26 oct. 2025

Memoria de la casa de los muertos

Carolina Cuenca

Una vez más la buena literatura, una vez más Fiódor Dostoyevski, nos aporta luces para acercarnos a la realidad que se nos presenta a veces con la máscara de una casi rutinaria, pero a la vez trágica experiencia. Hoy, la tradición celebra la memoria de los fieles difuntos, la cual se suele traducir en el gesto de la visita a los camposantos.

Se trata de una constatación cultural acerca de cómo el hombre necesita relacionarse con su propio misterio, de mortalidad y a la vez de deseo de infinito. La muerte, esa escuálida sombra que atemoriza y alimenta la imaginación, pero también esa permanente compañía que forma parte de nuestro itinerario histórico, ejerce un doble efecto de atracción y espanto.

Dostoyevski recuerda en la obra que dedicó al oscuro régimen presidiario que se vivía en su época, en la lejana Siberia, en su caso personal experimentado por cinco años y por razones políticas, cómo el encierro, el trato cruel, la lejanía, el olvido, llevan a las personas a experimentar la desesperación, cierto, pero también la vivencia más profunda de la propia condición personal. ¿Qué significa un juego, un baño, una oración, un verano para una persona presa, desechada, empobrecida? ¿Es posible vivir la virtud en el dolor? Interesantes cuestiones que deberían interpelarnos si queremos avanzar y no retroceder como sociedad.

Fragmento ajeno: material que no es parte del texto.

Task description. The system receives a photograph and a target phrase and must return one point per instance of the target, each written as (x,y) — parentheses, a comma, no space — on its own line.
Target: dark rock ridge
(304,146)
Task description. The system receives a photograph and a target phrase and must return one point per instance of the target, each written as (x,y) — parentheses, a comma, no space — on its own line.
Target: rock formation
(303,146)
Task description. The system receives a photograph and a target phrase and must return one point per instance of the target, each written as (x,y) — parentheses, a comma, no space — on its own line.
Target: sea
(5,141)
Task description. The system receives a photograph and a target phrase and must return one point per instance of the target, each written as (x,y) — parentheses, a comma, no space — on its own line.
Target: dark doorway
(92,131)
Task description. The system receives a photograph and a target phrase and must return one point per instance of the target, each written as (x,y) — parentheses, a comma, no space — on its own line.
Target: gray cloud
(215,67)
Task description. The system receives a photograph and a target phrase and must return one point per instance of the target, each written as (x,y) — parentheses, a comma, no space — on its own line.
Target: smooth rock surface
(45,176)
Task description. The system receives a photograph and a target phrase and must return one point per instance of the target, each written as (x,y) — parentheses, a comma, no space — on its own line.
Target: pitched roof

La memoria, la muerte, el deseo de felicidad son temas muy humanos que hablan de nuestra dimensión trascendente. Porque el hombre no fue ni nunca será totalmente determinable, un destino acabado, un simple punto en el mapa estadístico de una tiranía o un perfecto engranaje de supersticiones e ideas. El hombre es un abanico de posibilidades, siempre inquieto, capaz de juzgar, obrar y redimirse o volverse un monstruo deformado por la crueldad y la indolencia. Y aún en esto, en su condición más degradada, seguirá siendo libre y un misterio para sí mismo. He ahí su grandeza.

Por eso indigna el menoscabo que hacen ciertas celebraciones seudorreligiosas y a la vez comerciales, como las de Halloween al empujar a sus seguidores más alienados a cometer actos injuriosos y a veces criminales en nombre de un esquizoide regocijo o un placer enfermizo en destruir, invadir o deshonrar sitios que merecen respeto, como el cementerio o la casa que fuera el hogar de una familia asesinada.

¡Qué cosa fea! Banalizar el mal. Cuidado, ya lo advertía la pensadora Hannah Arendt (1906-1975) en su análisis de ciertos criminales del nazismo que, contrariamente a lo que podríamos pensar, no eran personas particularmente “retorcidas” en su carácter o en su proceder cotidiano y, sin embargo, la falta de conciencia sobre lo que es la dignidad de la persona, el bien o el mal, los hacían funcionales al demoniaco aparato genocida al que pertenecieron. ¡¿Qué tipo de sociedad es la que hace culto de los muertos, convierte la maldad en algo lúdico y a la vez desprecia indolente el sufrimiento ajeno?!

Como muestra un botón: la aglomeración de personas que fueron en el “Día de las Brujas” a tomarse fotos o intentaron entrar a visitar la casa donde se cometió el quíntuple homicidio de una familia asuncena hace poco. Ni qué decir de los profanadores de tumbas y de los autores de vandalismos que intentan subvertir ese frágil orden social que a duras penas se sostiene todavía gracias al esfuerzo y sacrificio de los defensores anónimos del bien común. Sí, justamente, hoy más que nunca hace falta reforzar la memoria y hacer presente en nuestra conciencia colectiva el bien de los pequeños y persistentes actos cotidianos de esos ciudadanos de a pie que, a pesar de sus límites, respetan y valoran cada vida humana, cada familia, cada valor común y también a los muertos, qué en paz descansen.